Max fielen einige Steine vom Herzen. Josie war sehr niedergeschlagen wegen der Sache mit Kevin und Kathi. Seit sie sich in Max hatte verlieben können noch mehr als vorher.
„Kannst du ihr das selber sagen?" bat er den Kumpel.
„Klar!" versicherte Kevin. Dann meldete sich Josie piepsend leise.
„Mach dir keinen Kopf, Mädel!" begann Kevin - und jedes seiner Worte fühlte sich richtig an.
„Wir haben beide viel hinter uns, aber wir haben es auch beide geschafft, und wir werden noch viel mehr schaffen, okay? Zwei aus dem Viertel sind ausgebrochen, das werden wir nie vergessen! Aber ansonsten ist die Vergangenheit eben vergangen!"
Josie brachte vor lauter Heulen kein Wort heraus, gab Max, der sie fest im Arm hielt, den Hörer. Doch sehr redselig war der auch nicht mehr. „Danke! Bis bald!" murmelte er nur.
Kevin hatte auf Lautsprecher gestellt, Kathi hatte alles mitbekommen. Fragend sah er sie an. „Stehst du auch hinter meinen Worten?" fragte er vorsichtig. Gut, er konnte Kathi schlecht eine Freundschaft mit Josie aufs Auge drücken, nach allem was geschehen war.
Doch sie lächelte ihn natürlich an. „Und ob, mein Kluger!" flüsterte sie.
Dann küssten sie sich erst einmal die Anspannung von der Seele, bis Philip hereingestürmt kam.

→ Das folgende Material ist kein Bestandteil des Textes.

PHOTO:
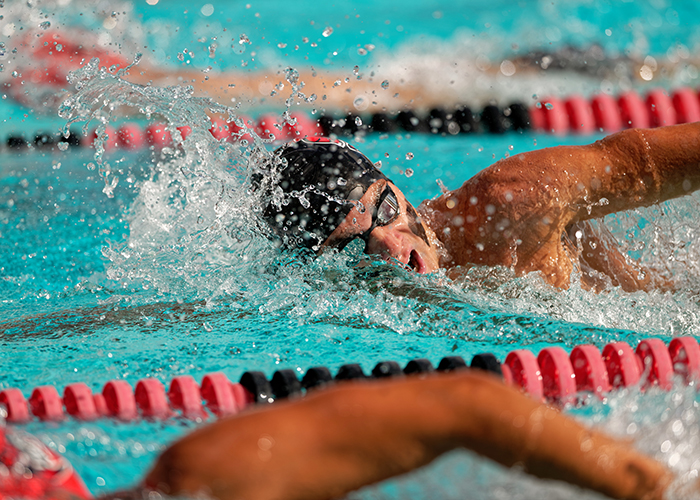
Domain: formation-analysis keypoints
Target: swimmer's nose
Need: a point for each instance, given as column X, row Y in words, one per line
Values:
column 384, row 240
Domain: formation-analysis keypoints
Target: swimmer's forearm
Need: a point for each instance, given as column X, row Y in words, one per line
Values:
column 513, row 429
column 647, row 166
column 341, row 439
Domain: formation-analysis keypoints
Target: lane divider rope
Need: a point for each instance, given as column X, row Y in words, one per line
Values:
column 573, row 115
column 553, row 376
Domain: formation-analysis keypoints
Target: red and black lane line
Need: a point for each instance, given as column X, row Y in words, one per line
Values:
column 553, row 376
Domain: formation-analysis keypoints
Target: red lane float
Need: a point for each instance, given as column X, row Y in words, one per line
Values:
column 623, row 366
column 120, row 399
column 216, row 391
column 46, row 403
column 15, row 404
column 79, row 401
column 184, row 395
column 525, row 372
column 589, row 370
column 558, row 382
column 685, row 356
column 150, row 398
column 687, row 105
column 158, row 135
column 581, row 117
column 556, row 120
column 661, row 108
column 552, row 376
column 606, row 113
column 656, row 363
column 633, row 111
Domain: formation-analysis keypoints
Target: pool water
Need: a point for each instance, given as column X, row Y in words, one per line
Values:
column 142, row 264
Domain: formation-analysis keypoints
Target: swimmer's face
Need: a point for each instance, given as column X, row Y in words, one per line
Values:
column 390, row 227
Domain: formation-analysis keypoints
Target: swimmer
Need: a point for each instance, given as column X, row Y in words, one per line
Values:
column 336, row 440
column 530, row 212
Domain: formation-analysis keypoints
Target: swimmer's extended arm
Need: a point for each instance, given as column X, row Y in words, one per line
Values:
column 340, row 439
column 630, row 169
column 600, row 254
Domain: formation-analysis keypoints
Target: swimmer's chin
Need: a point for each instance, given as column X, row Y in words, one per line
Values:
column 415, row 263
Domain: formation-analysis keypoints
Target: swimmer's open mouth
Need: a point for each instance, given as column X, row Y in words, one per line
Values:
column 415, row 262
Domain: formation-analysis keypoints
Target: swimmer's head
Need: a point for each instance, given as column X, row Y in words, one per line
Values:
column 318, row 184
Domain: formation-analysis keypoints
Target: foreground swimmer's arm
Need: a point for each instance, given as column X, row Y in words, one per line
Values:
column 515, row 212
column 600, row 255
column 337, row 440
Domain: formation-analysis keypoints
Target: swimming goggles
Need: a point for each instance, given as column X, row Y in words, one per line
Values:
column 384, row 212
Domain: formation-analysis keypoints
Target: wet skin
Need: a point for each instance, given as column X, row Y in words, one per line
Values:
column 531, row 212
column 405, row 240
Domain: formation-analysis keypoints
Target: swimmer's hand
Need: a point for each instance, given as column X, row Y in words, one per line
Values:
column 357, row 433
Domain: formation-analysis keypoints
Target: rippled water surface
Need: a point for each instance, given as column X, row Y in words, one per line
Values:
column 122, row 265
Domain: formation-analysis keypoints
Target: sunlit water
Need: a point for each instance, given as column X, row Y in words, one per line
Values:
column 126, row 265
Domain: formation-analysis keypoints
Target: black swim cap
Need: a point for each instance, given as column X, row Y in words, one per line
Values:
column 313, row 192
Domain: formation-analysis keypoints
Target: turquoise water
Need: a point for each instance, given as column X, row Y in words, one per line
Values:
column 171, row 276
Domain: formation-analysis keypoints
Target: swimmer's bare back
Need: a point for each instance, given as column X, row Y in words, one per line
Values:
column 335, row 90
column 358, row 433
column 519, row 211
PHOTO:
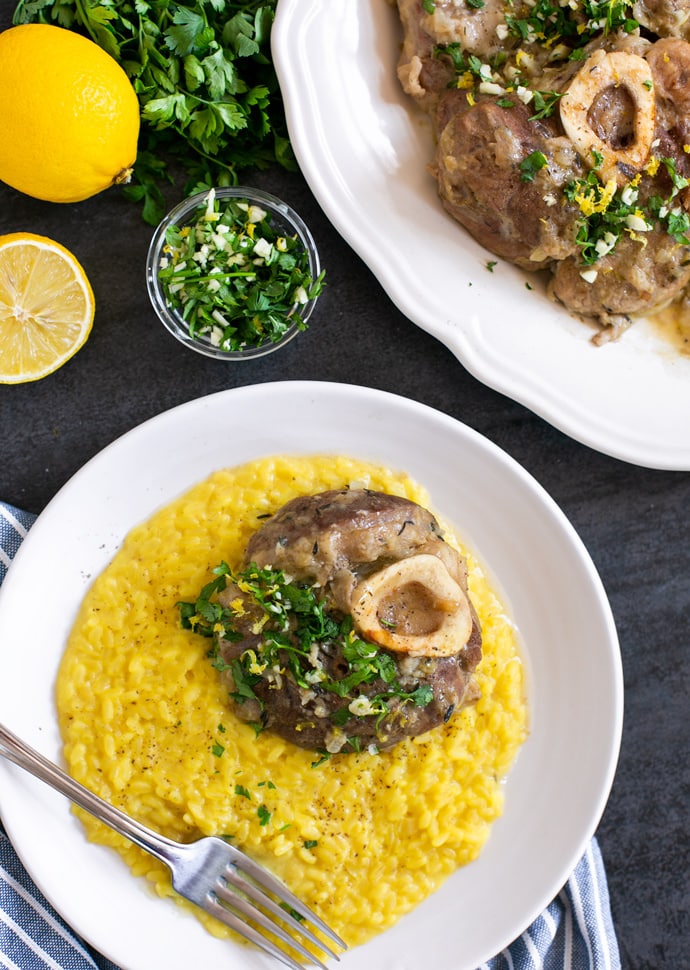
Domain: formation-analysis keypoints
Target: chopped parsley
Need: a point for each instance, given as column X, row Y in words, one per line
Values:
column 235, row 278
column 263, row 814
column 532, row 164
column 609, row 211
column 573, row 25
column 295, row 626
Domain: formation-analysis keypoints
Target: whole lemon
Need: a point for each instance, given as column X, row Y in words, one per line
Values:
column 69, row 115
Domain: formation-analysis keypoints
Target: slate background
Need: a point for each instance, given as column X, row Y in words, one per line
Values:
column 634, row 521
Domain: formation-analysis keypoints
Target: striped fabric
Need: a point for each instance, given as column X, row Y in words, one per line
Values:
column 575, row 932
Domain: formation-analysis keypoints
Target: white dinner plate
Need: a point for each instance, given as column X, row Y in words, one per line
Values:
column 558, row 787
column 364, row 148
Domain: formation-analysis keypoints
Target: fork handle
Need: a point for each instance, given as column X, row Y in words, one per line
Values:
column 21, row 754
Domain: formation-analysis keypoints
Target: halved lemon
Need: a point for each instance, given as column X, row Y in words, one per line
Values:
column 46, row 307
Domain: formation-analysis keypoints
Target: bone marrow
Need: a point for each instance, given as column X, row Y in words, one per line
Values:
column 348, row 625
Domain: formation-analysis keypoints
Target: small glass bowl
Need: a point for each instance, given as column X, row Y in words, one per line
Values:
column 283, row 218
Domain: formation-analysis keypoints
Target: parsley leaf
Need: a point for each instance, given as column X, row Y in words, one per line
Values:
column 207, row 89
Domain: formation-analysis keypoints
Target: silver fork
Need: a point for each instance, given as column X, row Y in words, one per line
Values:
column 209, row 872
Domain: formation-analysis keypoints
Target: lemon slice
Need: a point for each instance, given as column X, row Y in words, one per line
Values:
column 46, row 307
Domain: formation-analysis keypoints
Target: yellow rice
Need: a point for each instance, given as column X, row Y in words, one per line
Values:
column 144, row 718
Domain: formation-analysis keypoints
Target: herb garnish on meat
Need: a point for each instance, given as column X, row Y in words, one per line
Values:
column 293, row 625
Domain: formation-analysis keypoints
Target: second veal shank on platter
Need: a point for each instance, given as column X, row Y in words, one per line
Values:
column 562, row 140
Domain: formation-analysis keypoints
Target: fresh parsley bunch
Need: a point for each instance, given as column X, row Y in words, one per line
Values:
column 202, row 71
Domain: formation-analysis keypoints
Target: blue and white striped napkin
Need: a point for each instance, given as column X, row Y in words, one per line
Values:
column 575, row 932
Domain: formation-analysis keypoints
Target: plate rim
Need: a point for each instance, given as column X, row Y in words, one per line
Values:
column 296, row 389
column 622, row 441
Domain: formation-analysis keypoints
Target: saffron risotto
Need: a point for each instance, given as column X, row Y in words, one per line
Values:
column 146, row 722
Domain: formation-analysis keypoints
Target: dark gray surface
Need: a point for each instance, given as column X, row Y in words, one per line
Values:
column 632, row 520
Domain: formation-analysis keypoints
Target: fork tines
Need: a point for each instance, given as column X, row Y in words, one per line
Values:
column 241, row 886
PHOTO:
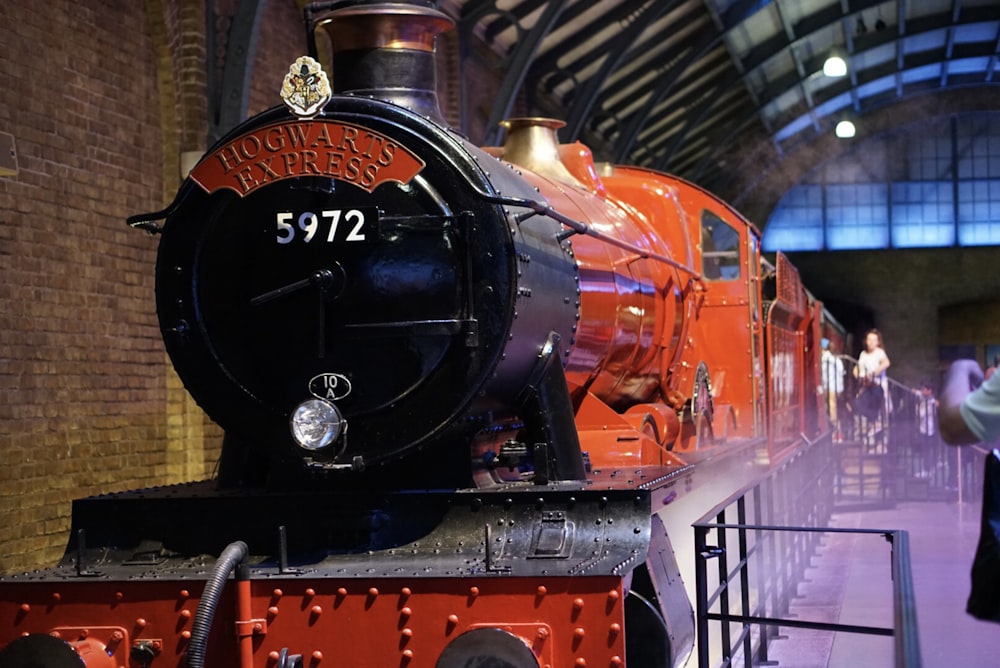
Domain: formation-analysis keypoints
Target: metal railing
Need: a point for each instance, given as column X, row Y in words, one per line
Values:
column 761, row 556
column 896, row 455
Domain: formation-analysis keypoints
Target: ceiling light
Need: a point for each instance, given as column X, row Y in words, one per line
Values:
column 835, row 66
column 844, row 129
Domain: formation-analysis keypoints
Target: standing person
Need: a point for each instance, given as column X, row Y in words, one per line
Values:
column 873, row 360
column 927, row 429
column 873, row 398
column 832, row 379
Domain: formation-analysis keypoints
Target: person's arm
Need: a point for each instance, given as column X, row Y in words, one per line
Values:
column 962, row 378
column 883, row 364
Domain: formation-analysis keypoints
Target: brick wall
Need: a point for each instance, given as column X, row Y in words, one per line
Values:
column 102, row 98
column 81, row 364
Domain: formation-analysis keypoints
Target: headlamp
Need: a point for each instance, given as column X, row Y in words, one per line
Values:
column 316, row 424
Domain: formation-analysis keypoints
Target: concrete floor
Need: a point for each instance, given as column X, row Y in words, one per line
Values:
column 849, row 582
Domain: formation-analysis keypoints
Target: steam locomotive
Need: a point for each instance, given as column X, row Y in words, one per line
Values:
column 464, row 392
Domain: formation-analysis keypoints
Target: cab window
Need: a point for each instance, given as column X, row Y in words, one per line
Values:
column 720, row 248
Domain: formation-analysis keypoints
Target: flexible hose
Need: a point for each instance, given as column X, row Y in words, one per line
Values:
column 230, row 558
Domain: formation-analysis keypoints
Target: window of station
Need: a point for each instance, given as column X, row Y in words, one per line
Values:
column 933, row 184
column 720, row 248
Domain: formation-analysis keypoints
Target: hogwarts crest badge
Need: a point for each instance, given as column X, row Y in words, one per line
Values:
column 306, row 88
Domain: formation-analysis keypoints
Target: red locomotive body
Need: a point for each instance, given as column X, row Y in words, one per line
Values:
column 455, row 421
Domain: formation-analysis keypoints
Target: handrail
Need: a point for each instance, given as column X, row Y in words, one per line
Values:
column 774, row 545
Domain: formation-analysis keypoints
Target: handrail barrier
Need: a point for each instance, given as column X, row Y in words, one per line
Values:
column 778, row 523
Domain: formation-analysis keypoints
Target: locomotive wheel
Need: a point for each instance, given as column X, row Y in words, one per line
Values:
column 647, row 641
column 40, row 651
column 494, row 648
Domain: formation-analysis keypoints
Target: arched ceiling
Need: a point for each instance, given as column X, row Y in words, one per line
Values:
column 722, row 91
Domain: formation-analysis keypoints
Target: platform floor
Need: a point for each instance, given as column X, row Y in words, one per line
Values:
column 849, row 582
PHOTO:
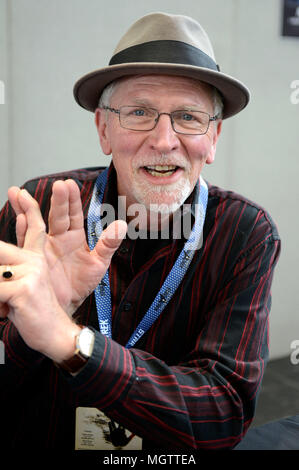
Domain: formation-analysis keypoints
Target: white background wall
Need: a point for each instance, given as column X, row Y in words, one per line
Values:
column 45, row 46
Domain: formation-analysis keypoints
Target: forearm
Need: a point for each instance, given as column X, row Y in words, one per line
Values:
column 174, row 407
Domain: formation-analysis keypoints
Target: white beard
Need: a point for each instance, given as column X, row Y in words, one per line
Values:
column 173, row 196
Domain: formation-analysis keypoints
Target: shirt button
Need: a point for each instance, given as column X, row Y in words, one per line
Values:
column 127, row 306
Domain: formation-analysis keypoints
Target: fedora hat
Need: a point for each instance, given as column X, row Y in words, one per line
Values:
column 160, row 43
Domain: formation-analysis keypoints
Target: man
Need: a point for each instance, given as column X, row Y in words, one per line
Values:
column 177, row 327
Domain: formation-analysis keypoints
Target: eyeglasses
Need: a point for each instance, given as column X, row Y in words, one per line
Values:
column 183, row 121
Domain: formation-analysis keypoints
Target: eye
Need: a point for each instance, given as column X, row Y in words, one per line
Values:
column 139, row 112
column 187, row 117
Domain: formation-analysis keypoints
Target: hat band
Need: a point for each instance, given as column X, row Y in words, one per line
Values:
column 170, row 52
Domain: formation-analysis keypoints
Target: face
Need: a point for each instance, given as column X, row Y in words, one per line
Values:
column 159, row 167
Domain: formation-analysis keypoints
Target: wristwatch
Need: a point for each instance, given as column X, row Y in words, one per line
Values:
column 84, row 347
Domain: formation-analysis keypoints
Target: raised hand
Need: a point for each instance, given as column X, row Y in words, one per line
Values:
column 74, row 270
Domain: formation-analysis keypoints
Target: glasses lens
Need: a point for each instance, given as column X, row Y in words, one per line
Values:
column 190, row 122
column 137, row 117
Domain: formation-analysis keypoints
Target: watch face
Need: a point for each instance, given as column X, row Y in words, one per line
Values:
column 85, row 342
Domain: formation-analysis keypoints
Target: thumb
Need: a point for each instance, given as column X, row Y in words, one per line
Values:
column 110, row 240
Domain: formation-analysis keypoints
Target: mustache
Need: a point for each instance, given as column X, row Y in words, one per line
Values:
column 163, row 159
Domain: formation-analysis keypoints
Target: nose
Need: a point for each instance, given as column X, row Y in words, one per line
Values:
column 163, row 138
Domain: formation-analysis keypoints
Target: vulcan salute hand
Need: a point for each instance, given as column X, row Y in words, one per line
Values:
column 51, row 274
column 75, row 271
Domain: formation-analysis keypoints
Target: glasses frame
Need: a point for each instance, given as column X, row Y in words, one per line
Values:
column 117, row 111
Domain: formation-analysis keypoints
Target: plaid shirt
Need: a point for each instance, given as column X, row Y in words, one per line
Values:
column 192, row 381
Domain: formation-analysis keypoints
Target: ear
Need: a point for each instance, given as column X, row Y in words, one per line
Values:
column 102, row 128
column 211, row 156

„Mit wem hast du telefoniert?" fragte er neugierig.
„Mit Max. Den kennst du nicht!" antwortete Kevin.
„Ist das ein Kommilitone?" wollte der Junge wissen.
Der Vater schüttelte den Kopf. Woher hatte er dieses Wort schon wieder? Wahrscheinlich hatte sein blonder Engel ihm das beigebracht!
Sie waren beide gleich gut für seinen Sohn.
Kurz dachte er an Philips leibliche Mutter.
Hoffentlich erfuhr der Junge nicht alles aus ihrem Leben.
Hoffentlich verschwand sie aus dem Leben des Kleinen.